I just completed training for my team (LCSWs, LPCs and PsyDs) on adding a diagnosis to our documentation where applicable and have developed a template for it. It is not perfect but it is functional and I would say once acclimated to thinking and documenting in this way it adds very little time to assessment if you are already in the habit of using screening tools such as the PHQ-9, EPDS, GAD-7. I find that these tools really help increase efficiency.
Happy to talk with you more if I can be of help!
This is great Katie!
I agree the standard use of psychosocial measures in addition to the standard biomedical ones (BP, weight, temp, etc) in primary care practice really helps BHC efficiency.
I threw in my last comment about PROMIS because I see a future where primary care uses a measure like this visit-by-visit. In that day, our work as BHCs in primary care teams would be more supported at the operation level and the whole operation of primary care would move closer to a biopsychosocial service for all.
PROMIS implementation or something similar to it would be a lift for primary care clinics...but I hope we all move in that type of direction in primary care practice.
As IBH in PC people we are the kind of people who together move big vision into large-scale reality...:)
I agree with Julie’s last comment. Further, it seems to me that this thread is predicated on patients who self-identify or exhibit obvious symptoms per Daniel’s three examples:
1. A patient experiencing a depressive episode seeks treatment for that condition.
2. An adult patient presents to primary care with a history of trauma. She currently complains of excessive worry, nightmares, and panic attacks.
3. A patient exhibits problematic behaviors in relation to providers and staff.

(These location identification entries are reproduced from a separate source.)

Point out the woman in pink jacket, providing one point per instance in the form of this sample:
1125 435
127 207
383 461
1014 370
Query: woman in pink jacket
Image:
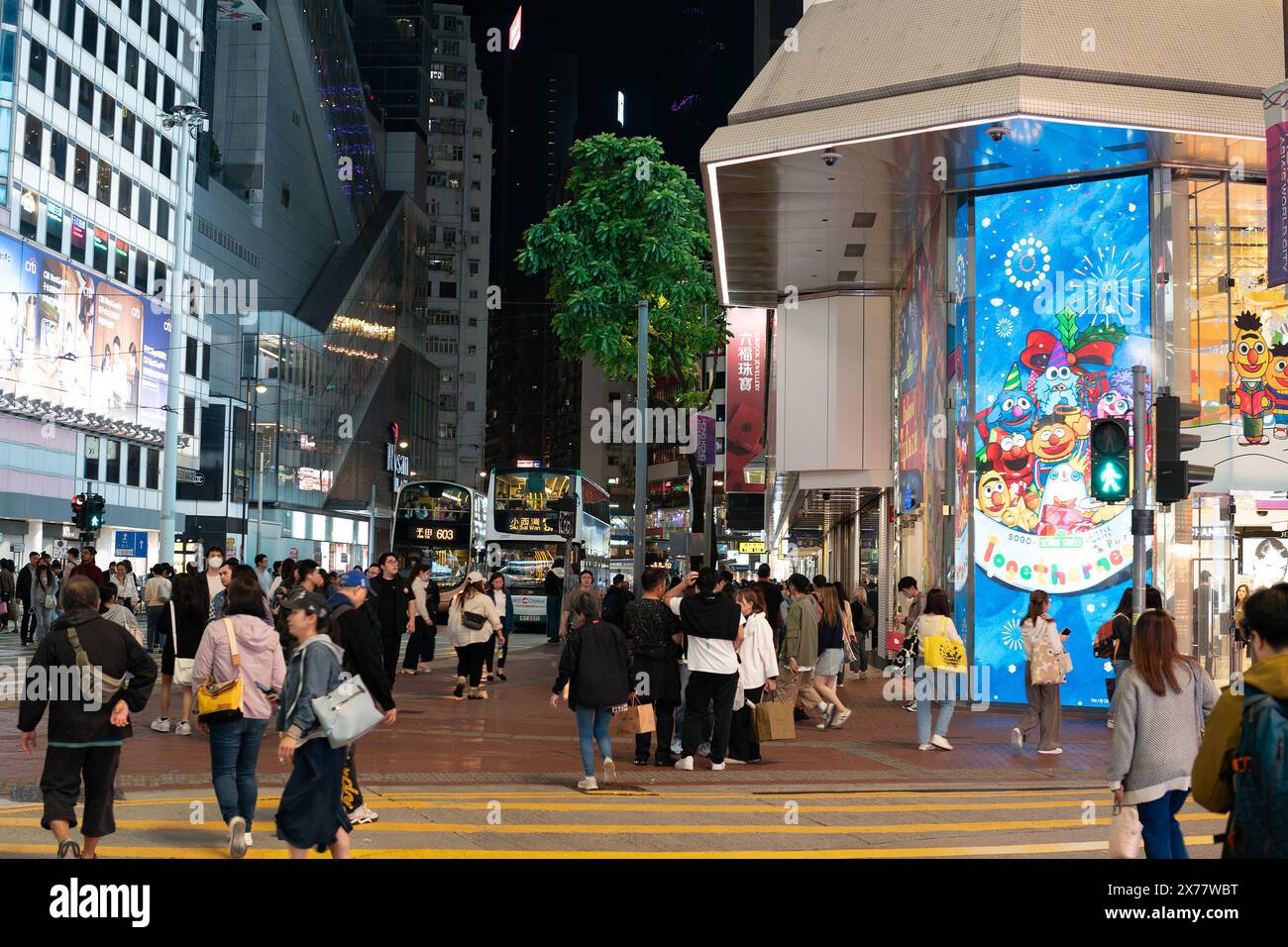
235 744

There is a case to be made for the silent majority that suffer without connecting the dots as either a topic for discussion with their PCC or a request for referral to BH. Studies have shown a majority of BH and MH cases are untreated no matter how severe. Every day patients’ physical symptoms are addressed without adequate consideration of a potential psychosocial source, such as somatization, for their lack of wellbeing.

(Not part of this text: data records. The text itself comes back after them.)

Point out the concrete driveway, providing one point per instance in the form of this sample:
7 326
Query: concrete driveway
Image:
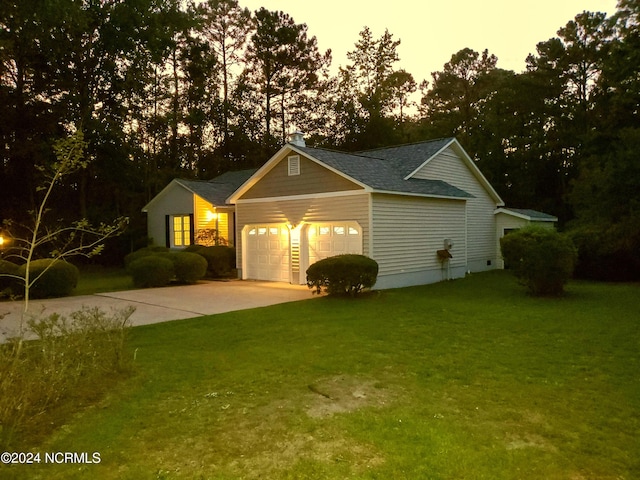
154 305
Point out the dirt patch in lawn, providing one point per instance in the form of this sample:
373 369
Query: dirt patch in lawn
344 394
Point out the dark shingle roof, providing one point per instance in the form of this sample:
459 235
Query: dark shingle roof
385 169
217 190
408 157
533 214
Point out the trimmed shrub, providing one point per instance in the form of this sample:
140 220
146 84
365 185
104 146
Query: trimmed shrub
541 258
342 274
151 271
189 267
144 252
57 278
221 260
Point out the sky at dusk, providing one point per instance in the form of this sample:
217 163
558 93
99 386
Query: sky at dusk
431 31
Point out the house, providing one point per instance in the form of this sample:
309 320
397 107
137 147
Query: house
397 205
191 211
423 211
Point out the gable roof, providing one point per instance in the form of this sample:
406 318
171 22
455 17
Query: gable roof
215 191
528 214
385 170
381 174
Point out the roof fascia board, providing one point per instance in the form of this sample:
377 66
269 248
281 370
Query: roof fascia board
506 211
343 193
261 172
429 159
470 163
330 168
279 156
164 192
479 175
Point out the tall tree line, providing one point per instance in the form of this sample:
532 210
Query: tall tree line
164 89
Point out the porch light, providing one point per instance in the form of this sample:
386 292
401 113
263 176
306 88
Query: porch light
209 215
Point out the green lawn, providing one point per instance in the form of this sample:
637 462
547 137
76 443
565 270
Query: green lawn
469 379
97 279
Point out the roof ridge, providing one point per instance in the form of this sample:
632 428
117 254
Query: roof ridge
422 142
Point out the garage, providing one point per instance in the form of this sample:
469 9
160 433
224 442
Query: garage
335 238
266 255
270 248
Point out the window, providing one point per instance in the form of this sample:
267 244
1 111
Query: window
294 165
181 230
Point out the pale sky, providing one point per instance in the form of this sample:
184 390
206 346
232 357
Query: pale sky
431 31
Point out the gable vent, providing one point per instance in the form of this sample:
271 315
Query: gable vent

Consider Julie’s suggestion for the delivery of a periodic, universal, and broad-based BH screening assessment to primary care patients. The patients who are pre-screened as likely for BH or MH conditions can be treated for their symptoms, when verified. The BH team can use the constellation of symptoms identified by screening to provide more timely and efficacious treatment and avoid the problems Daniel has identified. Diagnostic indications for coding are documented, step-by-step.

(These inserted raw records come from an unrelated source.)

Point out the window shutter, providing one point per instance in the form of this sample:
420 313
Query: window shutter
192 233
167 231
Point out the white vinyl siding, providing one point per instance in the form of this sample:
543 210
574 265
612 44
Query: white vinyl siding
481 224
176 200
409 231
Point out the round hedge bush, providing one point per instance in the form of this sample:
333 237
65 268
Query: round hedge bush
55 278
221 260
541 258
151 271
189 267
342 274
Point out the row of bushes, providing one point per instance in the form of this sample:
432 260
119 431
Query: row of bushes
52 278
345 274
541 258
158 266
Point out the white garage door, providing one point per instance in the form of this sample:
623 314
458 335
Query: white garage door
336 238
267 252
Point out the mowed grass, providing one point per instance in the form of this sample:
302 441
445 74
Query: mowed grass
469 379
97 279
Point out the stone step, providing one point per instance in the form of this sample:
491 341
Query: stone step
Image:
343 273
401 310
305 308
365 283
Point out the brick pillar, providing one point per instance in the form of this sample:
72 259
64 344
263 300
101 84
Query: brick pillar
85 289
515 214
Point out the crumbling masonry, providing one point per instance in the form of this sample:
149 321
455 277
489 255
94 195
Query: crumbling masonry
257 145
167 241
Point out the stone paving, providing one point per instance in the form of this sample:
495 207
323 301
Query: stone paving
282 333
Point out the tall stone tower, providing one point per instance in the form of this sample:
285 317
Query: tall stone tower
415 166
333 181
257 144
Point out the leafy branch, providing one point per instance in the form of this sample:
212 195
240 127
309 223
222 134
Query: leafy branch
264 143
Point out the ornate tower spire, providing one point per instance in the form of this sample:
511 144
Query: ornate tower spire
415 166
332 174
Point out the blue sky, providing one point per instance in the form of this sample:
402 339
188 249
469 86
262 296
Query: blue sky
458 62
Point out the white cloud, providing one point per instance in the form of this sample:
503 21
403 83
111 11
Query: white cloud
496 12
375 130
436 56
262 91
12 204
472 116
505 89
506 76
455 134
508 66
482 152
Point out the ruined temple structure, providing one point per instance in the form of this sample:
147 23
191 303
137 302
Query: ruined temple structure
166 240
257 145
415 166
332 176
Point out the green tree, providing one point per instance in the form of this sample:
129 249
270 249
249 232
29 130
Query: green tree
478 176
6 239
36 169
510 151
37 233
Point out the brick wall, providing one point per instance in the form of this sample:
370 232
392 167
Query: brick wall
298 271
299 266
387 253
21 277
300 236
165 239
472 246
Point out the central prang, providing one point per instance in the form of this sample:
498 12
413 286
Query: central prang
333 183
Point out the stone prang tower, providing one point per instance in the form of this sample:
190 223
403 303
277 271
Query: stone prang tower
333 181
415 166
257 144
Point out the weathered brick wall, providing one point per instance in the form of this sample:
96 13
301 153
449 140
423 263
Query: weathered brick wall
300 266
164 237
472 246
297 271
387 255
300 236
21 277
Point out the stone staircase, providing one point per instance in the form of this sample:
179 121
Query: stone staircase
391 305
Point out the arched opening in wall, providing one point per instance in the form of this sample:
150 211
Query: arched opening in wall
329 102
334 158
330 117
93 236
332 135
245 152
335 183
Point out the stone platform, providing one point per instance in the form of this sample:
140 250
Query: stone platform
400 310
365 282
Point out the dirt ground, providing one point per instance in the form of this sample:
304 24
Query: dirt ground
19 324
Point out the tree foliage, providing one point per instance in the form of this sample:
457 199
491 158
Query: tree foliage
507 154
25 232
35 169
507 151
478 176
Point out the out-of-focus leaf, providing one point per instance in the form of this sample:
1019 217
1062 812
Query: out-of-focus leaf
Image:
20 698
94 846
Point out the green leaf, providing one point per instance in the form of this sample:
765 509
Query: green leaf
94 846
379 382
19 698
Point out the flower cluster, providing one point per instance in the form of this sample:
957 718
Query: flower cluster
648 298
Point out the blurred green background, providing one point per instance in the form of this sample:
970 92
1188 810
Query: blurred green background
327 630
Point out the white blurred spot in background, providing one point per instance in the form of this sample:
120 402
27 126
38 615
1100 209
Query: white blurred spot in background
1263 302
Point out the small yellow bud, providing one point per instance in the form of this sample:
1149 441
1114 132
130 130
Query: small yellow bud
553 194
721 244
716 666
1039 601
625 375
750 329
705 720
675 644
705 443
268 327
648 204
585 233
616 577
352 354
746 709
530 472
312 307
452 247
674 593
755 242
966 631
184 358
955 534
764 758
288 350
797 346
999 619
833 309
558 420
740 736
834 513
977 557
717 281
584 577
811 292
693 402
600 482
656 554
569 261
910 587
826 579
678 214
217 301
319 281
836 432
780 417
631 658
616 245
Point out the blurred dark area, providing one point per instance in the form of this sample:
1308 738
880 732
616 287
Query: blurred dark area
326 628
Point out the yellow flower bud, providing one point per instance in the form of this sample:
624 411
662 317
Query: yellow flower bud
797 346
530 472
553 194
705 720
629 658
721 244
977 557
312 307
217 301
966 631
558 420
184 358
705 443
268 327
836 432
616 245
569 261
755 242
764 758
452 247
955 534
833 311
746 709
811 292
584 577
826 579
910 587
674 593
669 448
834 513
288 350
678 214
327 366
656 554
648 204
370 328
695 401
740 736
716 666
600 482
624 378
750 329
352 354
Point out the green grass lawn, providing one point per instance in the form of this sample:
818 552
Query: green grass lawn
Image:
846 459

PROMIS is a system of outcome measures that are well suited for determining the improvement of patients during treatment, but it might not be the best instrument for broad-based BH screening assessment.
Thank you Dave for adding this comment to this excellent conversation. In my experience, we need both BHC input on assisting PCPs with diagnoses in patients that have reported emotional issues. And we need to continue to increase screening of all patients for potential behavioral and mental issues.